Per me è stato molto emozionante, in quei 20 minuti di passo a due che Mats ha creato per Ana ed Ivan ho ripercorso tutto il mio cammino insieme a loro e vederli ancora sul quel palcoscenico mi ha toccata profondamente. Quel palco che è stato il mio mondo parallelo per 45 anni e che oggi non mi interessa più, ma quello che più mi ha fatto riflettere è che non so quando io abbia deciso di abbandonarlo… così come non abbia mai deciso altro nella mia vita, solo di avere dei figli, si quella è stata la sola decisione che ho dovuto prendere nella mia vita. Il resto me lo sono sempre ritrovato davanti.

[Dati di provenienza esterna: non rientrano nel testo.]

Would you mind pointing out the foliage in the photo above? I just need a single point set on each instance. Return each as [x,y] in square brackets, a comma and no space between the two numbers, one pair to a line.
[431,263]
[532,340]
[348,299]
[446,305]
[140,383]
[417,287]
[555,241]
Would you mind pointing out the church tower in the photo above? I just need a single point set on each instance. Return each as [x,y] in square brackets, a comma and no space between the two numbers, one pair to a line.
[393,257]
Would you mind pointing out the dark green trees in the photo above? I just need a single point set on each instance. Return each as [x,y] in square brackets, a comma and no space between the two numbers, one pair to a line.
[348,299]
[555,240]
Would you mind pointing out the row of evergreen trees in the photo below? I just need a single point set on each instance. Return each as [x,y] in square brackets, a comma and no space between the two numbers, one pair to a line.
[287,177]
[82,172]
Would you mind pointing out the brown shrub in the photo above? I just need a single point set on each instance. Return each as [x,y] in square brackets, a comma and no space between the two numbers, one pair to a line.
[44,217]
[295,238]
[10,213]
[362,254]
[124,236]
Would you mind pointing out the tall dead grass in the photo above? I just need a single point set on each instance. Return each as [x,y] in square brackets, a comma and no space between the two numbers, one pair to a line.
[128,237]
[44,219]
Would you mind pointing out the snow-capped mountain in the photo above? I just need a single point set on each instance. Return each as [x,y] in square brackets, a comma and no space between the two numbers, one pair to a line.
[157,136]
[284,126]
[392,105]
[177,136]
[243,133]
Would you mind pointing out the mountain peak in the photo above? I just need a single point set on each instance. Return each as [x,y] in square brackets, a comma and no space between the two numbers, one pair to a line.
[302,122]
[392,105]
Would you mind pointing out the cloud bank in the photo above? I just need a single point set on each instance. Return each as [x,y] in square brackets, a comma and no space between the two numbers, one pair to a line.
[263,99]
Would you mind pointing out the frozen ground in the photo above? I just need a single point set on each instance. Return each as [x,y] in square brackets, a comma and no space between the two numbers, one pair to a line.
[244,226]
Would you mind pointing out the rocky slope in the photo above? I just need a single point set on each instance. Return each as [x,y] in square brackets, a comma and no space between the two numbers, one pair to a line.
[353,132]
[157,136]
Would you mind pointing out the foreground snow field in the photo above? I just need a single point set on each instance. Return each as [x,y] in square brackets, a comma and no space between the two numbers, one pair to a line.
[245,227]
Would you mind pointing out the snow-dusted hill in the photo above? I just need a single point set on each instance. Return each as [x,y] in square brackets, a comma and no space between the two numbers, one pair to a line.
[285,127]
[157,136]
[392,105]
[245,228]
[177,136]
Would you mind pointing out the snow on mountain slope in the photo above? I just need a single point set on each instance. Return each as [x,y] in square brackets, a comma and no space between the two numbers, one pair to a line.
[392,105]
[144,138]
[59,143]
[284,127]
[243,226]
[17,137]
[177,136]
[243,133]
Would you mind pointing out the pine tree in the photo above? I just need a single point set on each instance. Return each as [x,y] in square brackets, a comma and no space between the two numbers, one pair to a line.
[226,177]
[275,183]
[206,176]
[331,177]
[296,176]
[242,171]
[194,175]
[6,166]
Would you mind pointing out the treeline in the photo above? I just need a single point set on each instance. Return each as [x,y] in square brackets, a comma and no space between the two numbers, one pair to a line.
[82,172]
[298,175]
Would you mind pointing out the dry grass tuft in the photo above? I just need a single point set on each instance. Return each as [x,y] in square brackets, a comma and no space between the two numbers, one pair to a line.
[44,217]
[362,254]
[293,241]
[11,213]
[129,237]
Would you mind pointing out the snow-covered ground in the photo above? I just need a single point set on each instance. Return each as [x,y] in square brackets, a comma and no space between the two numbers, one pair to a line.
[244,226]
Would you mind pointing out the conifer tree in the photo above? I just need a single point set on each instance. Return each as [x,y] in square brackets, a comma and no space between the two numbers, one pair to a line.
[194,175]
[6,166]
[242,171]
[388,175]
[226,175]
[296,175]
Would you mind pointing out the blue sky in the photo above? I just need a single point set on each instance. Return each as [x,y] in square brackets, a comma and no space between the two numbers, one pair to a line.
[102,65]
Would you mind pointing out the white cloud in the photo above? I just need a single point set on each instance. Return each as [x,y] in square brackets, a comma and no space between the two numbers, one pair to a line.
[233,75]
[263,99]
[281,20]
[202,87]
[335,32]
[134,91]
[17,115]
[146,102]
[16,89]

Tra tutti i suoi balletti che hai rimontato quale hai sentito più tuo?
Non ho mai sentito i balletti che ho rimontato “miei” anzi “mio” è un aggettivo che non mi piace e faccio fatica a pronunciare. Io penso che nulla sia di nostro possesso, quando trasmetto un ruolo ad un danzatore, anche se creato su di me, già non è più mio, sarebbe impossibile insegnarlo nella maniera più onesta e generosa, l’allievo deve avere la possibilità di appropriarsene e far sì che diventi suo. Proprio come si dovrebbe fare con i propri figli. Ognuno ha diritto di appropriarsi della propria vita e non delle proprie cose.

Hai avuto la fortuna di danzare con tanti coreografi tra cui Duato, Carlson, Naharin, Kylian e tanti altri. Un bagaglio di esperienze di grande valore?
Assolutamente sì!! Ognuno di loro mi ha lasciato un bagaglio, Kylian prima di tutti, con il quale ho lavorato maggiormente perché da sempre c’è un legame di rispetto e ammirazione tra Mats e lui. Jiri ha sempre apprezzato le mie lunghe linee e il mio aspetto un po’ esile che Mats ha cercato di mascherare cercando in me qualcosa di meno evidente. Carolyn ha fatto scoprire in me la magia dell’improvvisazione, anche se non è mai stato il mio forte, lei è riuscita a darmi così tanta sicurezza che ad un certo punto mi sono sentita libera come mai prima. Ohad invece è stato più difficile, non mi sono mai sentita a mio agio con il suo lavoro, forse per il mio aspetto troppo “classico” non so… però anche lui ha trovato il modo di farmi capire che la danza non è basata sull’aspetto fisico, ma su un’idea che ci facciamo di noi stessi e un’apertura mentale. Nacho per me è stato un uomo molto importante, quindi ballare le sue coreografie mi ha fatto sentire più vicina a lui.

A quale ricordo sei maggiormente legata nella tua carriera di successo in veste di danzatrice?
Io non credo tanto nei ricordi, il ricordo è passato, alcune cose del passato ti segnano oppure no. Il mio ricordo è uno solo, la gioia immensa che la danza mi ha regalato, poteva accadere tutto ma lei è sempre stata con me fino a quando io ho deciso di lasciarla. Non mi sento in colpa perché le ho dato tutto quello che avevo, mettendo il mio talento al suo servizio.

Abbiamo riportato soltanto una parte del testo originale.